Zvi comments on Mastering Chess and Shogi by Self-Play with a General Reinforcement Learning Algorithm

Zvi 6 Dec 2017 21:34 UTC
15 points
The paper gives AZ’s elo as strangely low (~3000) versus the top Stockfish elos of around 3400. And there’s this quote about the way they configured Stockfish that I was pointed to elsewhere:
It is a nice step different direction, perhaps the start if the revolution but Alpha Zero is not yet better than Stockfish and if you keep up with me I will explain why. Most of the people are very excited now and wishing for sensation so they don’t really read the paper or think about what it says which leads to uninformed opinions.
The testing conditions were terrible. 1min/move is not really suitable time for any engine testing but you could tolerate that. What is intolerable though is the hashtable size—with 64 cores Stockfish was given, you would expect around 32GB or more otherwise it fills up very quickly leading to markant reduce in strenght − 1GB was given and that far from ideal value! Also SF was now given any endgame tablebases which is current norm for any computer chess engine.

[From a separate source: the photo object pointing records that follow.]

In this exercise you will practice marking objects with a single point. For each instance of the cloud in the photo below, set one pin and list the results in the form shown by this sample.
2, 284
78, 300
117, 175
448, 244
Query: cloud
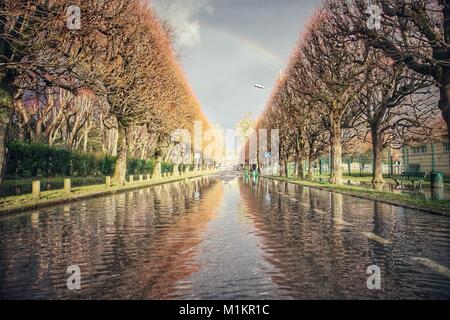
182, 14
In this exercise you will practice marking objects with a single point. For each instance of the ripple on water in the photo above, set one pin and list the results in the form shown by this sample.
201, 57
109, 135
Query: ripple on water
225, 237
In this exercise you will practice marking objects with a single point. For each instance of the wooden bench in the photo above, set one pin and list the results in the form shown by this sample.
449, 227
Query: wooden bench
411, 176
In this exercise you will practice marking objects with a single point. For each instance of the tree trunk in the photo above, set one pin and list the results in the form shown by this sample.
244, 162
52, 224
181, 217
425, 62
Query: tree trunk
158, 163
336, 153
300, 169
6, 103
377, 150
120, 169
85, 142
113, 138
286, 169
309, 174
4, 121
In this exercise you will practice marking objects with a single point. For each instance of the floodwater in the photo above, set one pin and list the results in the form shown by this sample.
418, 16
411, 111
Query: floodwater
225, 237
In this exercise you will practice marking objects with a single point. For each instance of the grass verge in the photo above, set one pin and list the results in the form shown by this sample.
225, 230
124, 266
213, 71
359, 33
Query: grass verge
16, 204
441, 207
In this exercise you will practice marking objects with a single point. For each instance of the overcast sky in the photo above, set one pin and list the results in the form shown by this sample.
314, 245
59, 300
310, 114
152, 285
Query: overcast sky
226, 46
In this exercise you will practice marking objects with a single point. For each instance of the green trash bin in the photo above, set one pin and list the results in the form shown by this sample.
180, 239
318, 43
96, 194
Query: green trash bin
437, 180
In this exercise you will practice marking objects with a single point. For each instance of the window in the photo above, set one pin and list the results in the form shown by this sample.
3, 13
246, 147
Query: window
419, 150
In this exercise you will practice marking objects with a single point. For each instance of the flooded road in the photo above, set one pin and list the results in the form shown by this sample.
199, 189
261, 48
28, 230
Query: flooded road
225, 237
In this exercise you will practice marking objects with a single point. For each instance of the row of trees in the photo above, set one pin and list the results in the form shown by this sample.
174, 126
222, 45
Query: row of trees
349, 83
113, 85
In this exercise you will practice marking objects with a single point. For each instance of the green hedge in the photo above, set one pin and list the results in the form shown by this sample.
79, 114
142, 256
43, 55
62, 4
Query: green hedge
40, 160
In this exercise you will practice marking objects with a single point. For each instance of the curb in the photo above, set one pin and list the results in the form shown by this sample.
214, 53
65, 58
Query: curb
367, 197
53, 202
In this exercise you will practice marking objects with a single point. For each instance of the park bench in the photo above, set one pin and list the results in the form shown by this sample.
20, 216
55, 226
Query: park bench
412, 175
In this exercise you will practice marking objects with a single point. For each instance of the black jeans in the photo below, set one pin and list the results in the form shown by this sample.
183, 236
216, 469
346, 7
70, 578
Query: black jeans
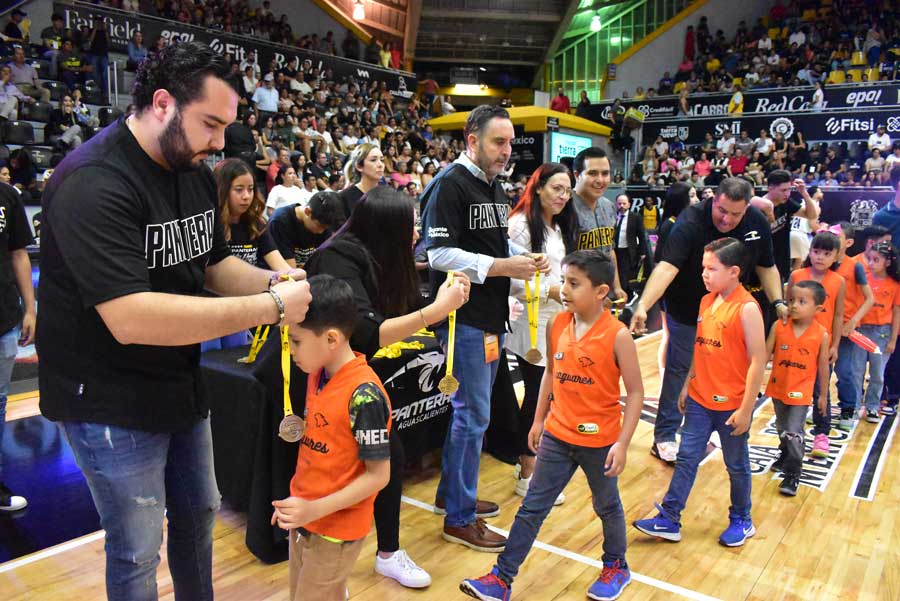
531, 376
387, 503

The computational power behind each entity was very different—while SF was given 64 CPU threads (really a lot I’ve got to say), Alpha Zero was given 4 TPUs. TPU is a specialized chip for machine learning and neural network calculations. It’s estimated power compared to classical CPU is as follows − 1TPU ~ 30xE5-2699v3 (18 cores machine) → Aplha Zero had at it’s back power of ~2000 Haswell cores. That is nowhere near fair match. And yet, eventhough the result was dominant, it was not where it would be if SF faced itself 2000cores vs 64 cores, It that case the win percentage would be much more heavily in favor of the more powerful hardware.
From those observations we can make an conclusion—Alpha Zero is not so close in strenght to SF as Google would like us to believe. Incorrect match settings suggest either lack of knowledge about classical brute-force calculating engines and how they are properly used, or intention to create conditions where SF would be defeted.

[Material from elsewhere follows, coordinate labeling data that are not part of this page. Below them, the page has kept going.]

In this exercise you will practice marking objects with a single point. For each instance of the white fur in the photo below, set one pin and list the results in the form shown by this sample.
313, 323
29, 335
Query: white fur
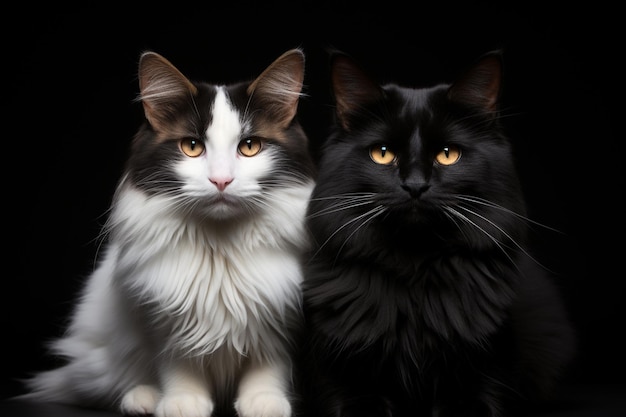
189, 306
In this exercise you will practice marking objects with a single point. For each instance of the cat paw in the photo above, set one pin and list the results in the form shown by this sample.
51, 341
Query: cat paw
140, 400
184, 405
263, 404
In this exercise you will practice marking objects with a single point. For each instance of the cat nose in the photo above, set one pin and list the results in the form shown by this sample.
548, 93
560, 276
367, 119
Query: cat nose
415, 189
221, 183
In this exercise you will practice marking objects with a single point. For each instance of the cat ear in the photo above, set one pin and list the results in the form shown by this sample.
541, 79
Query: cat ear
352, 87
479, 87
278, 88
163, 88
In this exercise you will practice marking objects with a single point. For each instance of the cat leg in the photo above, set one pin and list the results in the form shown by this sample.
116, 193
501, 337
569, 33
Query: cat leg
140, 400
263, 392
186, 392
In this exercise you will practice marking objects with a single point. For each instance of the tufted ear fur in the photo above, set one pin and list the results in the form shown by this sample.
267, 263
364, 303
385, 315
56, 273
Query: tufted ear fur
162, 88
279, 87
479, 87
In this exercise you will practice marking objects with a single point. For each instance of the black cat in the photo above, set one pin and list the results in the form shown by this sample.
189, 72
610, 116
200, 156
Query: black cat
421, 297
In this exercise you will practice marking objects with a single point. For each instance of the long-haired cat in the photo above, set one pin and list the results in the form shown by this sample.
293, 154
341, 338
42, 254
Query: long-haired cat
193, 307
421, 297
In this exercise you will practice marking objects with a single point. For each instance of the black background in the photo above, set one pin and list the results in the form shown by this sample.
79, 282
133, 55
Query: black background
70, 113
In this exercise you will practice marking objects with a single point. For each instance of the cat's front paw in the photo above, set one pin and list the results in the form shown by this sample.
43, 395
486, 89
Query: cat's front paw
140, 400
263, 404
184, 405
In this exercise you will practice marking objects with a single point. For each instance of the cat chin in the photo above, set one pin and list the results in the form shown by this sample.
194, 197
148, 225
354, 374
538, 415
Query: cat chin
225, 208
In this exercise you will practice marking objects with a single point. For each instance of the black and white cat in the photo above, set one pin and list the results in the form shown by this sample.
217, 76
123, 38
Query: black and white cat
421, 297
192, 309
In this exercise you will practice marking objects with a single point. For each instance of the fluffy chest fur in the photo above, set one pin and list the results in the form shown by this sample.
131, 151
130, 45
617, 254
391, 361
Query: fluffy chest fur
209, 284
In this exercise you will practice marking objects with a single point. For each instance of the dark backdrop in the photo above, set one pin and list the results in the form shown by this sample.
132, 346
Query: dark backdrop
70, 114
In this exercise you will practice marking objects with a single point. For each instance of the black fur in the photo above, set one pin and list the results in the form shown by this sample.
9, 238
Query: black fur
420, 295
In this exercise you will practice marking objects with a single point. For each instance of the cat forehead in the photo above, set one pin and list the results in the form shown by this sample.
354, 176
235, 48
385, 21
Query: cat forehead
221, 112
225, 120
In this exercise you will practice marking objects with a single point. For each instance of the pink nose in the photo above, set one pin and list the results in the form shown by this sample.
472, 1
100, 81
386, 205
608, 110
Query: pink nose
221, 183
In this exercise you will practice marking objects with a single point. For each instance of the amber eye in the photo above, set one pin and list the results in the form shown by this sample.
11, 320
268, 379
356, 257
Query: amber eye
250, 146
381, 154
449, 155
192, 147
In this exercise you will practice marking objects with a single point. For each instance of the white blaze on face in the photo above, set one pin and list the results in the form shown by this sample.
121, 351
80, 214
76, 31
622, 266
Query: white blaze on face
223, 137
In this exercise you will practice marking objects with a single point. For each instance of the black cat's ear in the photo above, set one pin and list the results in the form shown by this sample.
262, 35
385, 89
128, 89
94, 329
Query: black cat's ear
278, 89
162, 88
352, 88
479, 87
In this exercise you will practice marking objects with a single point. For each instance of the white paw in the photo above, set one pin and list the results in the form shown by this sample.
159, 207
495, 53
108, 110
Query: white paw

With all that said, It is still an amazing achievement and definitively fresh air in computer chess, most welcome these days. But for the new computer chess champion we will have to wait a little bit longer.
So while some of those games are impossibly cool, it’s likely that they are not as far along as they appear, although this is still obviously a major achievement.
- Zhaslan Dochshanov 8 Dec 2017 8:48 UTC
  3 points
  Parent
  On the power consumption level, TPUs and CPUs are very similar. TPUs are of no use besides matrix multiplications, and Stockfish uses many other types of computation. It’s just not fair to say that Stockfish was faced against 2000 cores.